Dr. James Bradfield Moody was the last, but far from the least, speaker at the panel session of the opening day of the 2012 World Resources Forum, which included Rocky Mountain Institute Chairman and Chief Scientist Amory Lovins and Yale Professor Thomas Graedel. Many important topics were addressed, from resources efficiency and recycling to societal values. However, being the youngest speaker of the day, Dr. Bradfield Moody, not only connected brilliantly with the audience but he managed to make the boldest prediction about the future.

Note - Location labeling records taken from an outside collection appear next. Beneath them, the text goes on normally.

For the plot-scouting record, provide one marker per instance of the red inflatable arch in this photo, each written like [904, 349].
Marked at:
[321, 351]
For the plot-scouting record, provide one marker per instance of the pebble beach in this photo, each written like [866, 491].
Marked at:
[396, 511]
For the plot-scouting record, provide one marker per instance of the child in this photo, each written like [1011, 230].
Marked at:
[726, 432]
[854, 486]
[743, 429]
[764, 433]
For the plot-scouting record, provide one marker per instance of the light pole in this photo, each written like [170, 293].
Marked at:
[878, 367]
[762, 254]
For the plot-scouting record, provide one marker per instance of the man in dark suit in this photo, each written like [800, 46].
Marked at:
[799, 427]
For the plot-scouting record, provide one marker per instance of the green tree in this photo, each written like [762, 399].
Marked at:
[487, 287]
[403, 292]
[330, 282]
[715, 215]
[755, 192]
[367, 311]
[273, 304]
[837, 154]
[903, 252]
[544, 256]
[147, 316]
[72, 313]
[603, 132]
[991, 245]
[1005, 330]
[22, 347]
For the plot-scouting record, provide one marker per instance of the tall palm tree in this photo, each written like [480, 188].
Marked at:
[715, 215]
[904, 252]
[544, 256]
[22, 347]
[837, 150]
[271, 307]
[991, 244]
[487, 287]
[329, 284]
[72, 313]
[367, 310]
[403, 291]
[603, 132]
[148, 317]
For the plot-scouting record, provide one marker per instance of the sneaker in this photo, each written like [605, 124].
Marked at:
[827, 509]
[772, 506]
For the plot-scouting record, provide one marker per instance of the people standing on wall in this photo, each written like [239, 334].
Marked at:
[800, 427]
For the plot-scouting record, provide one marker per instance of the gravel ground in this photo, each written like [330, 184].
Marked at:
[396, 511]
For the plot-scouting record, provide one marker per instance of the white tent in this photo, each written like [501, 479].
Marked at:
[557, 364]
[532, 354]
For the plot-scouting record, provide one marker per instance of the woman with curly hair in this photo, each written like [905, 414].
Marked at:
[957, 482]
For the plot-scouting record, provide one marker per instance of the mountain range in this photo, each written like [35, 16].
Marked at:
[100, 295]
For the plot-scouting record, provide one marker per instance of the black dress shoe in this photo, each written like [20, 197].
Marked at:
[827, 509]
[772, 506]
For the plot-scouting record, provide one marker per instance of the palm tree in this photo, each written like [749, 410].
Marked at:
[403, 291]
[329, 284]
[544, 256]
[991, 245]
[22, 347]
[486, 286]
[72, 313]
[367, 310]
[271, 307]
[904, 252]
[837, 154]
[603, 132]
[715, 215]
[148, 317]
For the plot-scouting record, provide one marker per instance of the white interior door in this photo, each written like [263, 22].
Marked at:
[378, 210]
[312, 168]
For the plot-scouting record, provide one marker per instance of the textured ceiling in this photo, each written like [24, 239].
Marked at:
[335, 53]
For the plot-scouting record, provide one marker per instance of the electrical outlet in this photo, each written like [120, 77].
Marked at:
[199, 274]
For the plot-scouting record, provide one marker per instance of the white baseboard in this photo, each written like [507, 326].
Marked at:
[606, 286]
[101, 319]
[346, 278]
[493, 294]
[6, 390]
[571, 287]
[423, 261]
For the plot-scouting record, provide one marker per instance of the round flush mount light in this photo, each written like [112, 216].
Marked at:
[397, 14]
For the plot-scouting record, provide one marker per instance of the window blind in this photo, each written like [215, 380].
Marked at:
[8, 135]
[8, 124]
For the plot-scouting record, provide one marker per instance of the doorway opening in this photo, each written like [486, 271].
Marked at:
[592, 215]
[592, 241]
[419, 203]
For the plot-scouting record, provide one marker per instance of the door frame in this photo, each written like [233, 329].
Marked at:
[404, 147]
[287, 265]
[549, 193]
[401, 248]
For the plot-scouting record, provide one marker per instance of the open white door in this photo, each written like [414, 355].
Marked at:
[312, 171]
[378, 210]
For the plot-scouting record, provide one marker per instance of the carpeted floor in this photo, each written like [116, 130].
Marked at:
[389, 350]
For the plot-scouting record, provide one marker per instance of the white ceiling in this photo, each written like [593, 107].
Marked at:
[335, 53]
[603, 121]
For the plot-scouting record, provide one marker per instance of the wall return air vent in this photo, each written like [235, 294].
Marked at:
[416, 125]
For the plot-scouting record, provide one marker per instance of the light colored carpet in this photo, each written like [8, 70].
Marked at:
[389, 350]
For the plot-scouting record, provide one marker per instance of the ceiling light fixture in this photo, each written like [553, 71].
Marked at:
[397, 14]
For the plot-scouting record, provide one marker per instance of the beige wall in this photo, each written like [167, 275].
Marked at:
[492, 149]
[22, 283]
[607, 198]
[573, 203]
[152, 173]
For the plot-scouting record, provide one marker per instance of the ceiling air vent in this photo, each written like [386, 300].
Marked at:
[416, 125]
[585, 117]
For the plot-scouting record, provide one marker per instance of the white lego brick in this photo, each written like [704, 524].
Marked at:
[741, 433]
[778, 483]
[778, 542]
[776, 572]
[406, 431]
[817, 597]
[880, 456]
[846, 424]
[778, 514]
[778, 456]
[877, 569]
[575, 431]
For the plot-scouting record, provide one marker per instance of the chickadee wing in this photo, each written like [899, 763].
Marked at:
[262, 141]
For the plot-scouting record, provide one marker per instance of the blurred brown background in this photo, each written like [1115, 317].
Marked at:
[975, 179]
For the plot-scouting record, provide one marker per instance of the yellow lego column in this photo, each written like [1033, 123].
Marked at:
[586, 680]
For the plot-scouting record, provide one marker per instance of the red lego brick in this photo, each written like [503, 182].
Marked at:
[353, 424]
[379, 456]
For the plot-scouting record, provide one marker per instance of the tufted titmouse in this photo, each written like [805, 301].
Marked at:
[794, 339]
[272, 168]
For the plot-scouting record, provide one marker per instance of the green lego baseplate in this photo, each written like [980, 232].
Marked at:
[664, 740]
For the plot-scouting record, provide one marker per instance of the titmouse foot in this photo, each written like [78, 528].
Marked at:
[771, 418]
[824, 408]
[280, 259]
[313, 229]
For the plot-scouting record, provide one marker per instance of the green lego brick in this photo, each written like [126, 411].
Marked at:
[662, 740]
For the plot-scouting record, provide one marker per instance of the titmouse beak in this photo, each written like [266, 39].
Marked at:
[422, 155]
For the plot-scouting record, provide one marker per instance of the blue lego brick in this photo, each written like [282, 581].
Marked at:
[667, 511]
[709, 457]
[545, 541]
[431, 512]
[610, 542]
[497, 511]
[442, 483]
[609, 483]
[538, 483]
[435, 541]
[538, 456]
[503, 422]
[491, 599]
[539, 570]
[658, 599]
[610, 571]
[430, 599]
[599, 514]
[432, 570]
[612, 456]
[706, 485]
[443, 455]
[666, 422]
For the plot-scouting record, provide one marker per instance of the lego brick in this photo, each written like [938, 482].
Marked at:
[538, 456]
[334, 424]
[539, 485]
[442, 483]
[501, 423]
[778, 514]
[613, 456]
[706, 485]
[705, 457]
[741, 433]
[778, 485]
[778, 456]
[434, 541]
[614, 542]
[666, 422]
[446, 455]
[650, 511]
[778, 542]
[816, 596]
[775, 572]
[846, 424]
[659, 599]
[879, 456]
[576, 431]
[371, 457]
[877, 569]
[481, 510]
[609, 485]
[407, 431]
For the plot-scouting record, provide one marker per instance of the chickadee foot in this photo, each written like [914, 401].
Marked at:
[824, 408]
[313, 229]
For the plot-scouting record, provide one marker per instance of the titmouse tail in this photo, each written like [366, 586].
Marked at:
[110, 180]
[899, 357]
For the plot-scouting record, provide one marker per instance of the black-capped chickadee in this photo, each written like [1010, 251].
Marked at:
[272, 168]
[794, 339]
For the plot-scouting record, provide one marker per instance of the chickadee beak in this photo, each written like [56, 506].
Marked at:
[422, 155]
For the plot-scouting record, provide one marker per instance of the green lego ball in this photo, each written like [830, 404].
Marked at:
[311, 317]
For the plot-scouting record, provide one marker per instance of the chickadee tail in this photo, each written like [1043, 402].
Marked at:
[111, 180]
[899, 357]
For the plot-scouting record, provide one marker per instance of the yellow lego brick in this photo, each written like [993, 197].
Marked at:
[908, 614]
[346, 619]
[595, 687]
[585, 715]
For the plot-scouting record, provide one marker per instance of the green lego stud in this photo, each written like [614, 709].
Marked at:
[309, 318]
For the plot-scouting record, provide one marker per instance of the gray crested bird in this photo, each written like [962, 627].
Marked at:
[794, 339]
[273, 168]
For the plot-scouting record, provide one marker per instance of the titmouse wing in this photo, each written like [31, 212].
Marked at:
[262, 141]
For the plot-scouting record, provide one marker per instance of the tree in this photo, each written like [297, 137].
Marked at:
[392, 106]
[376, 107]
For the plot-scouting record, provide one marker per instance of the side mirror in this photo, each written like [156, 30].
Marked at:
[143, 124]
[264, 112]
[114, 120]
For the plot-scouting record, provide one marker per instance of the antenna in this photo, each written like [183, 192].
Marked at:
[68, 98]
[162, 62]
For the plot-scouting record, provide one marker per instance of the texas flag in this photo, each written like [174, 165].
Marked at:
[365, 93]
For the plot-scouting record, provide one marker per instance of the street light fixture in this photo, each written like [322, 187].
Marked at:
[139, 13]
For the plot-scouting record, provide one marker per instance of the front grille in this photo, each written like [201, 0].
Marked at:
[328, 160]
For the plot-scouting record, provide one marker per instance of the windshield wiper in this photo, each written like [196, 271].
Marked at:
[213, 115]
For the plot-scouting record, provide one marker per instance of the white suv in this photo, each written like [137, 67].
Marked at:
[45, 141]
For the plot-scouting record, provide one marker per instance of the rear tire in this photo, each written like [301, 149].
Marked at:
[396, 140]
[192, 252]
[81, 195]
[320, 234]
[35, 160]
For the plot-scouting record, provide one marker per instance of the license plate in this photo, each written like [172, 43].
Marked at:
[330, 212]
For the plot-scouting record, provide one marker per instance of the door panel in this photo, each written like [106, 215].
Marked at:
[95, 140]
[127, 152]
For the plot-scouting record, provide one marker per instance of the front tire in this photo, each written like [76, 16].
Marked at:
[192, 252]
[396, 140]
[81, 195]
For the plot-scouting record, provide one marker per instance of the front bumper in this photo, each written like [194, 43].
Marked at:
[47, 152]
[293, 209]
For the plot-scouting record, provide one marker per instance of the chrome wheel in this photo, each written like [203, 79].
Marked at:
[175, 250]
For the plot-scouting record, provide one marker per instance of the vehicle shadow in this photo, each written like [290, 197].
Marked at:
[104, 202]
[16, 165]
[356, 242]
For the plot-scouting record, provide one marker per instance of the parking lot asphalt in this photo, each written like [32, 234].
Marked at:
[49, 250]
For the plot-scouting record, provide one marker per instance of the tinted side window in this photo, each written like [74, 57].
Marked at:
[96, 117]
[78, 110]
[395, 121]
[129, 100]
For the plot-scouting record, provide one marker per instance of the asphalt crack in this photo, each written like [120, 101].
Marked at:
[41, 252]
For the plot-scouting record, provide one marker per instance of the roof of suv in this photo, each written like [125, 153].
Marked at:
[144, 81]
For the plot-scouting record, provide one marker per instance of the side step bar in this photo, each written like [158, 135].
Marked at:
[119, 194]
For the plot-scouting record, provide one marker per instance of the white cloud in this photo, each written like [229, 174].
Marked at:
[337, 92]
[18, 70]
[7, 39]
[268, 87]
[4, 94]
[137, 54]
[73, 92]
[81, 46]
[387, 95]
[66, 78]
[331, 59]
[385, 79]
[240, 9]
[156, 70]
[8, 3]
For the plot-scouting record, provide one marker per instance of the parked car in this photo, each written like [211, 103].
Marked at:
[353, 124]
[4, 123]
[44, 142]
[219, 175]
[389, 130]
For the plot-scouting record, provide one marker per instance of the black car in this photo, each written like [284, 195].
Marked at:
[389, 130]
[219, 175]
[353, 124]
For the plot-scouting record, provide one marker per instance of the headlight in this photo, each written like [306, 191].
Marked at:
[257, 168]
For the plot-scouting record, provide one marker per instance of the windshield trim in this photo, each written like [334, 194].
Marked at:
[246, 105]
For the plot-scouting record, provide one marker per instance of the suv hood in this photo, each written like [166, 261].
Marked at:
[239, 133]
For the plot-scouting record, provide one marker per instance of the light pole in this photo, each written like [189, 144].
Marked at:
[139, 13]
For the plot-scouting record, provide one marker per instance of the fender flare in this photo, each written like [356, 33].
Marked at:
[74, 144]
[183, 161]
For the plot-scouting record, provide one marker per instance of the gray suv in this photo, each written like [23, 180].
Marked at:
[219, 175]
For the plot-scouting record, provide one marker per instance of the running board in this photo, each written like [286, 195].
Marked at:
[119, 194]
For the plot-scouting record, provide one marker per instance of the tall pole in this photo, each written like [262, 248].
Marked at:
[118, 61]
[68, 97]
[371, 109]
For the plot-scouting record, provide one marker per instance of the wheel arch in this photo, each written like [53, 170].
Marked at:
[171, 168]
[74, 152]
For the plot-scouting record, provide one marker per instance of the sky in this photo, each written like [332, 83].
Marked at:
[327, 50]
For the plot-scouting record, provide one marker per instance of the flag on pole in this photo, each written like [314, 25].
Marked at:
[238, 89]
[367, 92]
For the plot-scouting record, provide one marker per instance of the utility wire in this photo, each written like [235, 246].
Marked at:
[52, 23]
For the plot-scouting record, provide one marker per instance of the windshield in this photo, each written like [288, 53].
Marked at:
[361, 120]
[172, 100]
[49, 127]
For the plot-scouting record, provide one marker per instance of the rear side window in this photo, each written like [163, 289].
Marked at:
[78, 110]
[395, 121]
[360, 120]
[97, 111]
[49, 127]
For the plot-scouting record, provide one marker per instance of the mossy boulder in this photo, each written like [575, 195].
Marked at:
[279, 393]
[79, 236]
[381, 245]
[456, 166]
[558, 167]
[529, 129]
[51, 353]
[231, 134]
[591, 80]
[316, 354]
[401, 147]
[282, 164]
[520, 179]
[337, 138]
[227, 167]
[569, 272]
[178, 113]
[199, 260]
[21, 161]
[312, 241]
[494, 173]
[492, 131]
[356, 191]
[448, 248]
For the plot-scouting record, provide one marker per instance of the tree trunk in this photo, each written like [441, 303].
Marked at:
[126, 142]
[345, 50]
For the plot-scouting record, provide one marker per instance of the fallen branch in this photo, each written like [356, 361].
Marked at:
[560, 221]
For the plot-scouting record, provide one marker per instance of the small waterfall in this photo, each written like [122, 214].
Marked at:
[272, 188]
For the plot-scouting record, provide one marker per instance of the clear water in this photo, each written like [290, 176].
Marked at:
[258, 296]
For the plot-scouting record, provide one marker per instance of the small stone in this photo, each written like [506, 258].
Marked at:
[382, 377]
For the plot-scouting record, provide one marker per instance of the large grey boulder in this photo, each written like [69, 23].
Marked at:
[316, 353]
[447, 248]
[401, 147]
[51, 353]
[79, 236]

Dr. Bradfield Moody is presently on a sabbatical from his position as Executive Director, Development at the one of the world’s largest and most diverse global research organisations, The Commonwealth Scientific and Industrial Research Organisation (CSIRO). He is also Australian National Commissioner for UNESCO and on the Advisory Council of the Australian Bureau of Statistics. Moreover, the World Economic Forum has named him Young Global Leader. In his book “Sixth’s Wave: How to succeed in a Resource limited world”, he describes how, during the last century, we have seen five waves of innovation transform society, economies and industries. This started with industrial revolution, leading to the current and fifth wave of information and communications technology. Nevertheless, Dr. Bradfield Moody argues that the current wave has reached its peak and that a new wave of innovation is slowly emerging.
His research predicts this sixth wave to be driven by resources efficiency, incorporating numerous changes in production and consumption patterns. One example is the movement from a consumption of products to a consumption of services. Currently, there are distorted incentives between buyers and sellers, for instance, if you buy a new washing machine. You, as a consumer, want it to last as long as possible but the company selling the washing machine to you, has the incentive for the machine to last but a few months after the warranty runs out. However, if a business offers you a service of clothing washing, the company would then have the incentive to produce washing machines that last longer.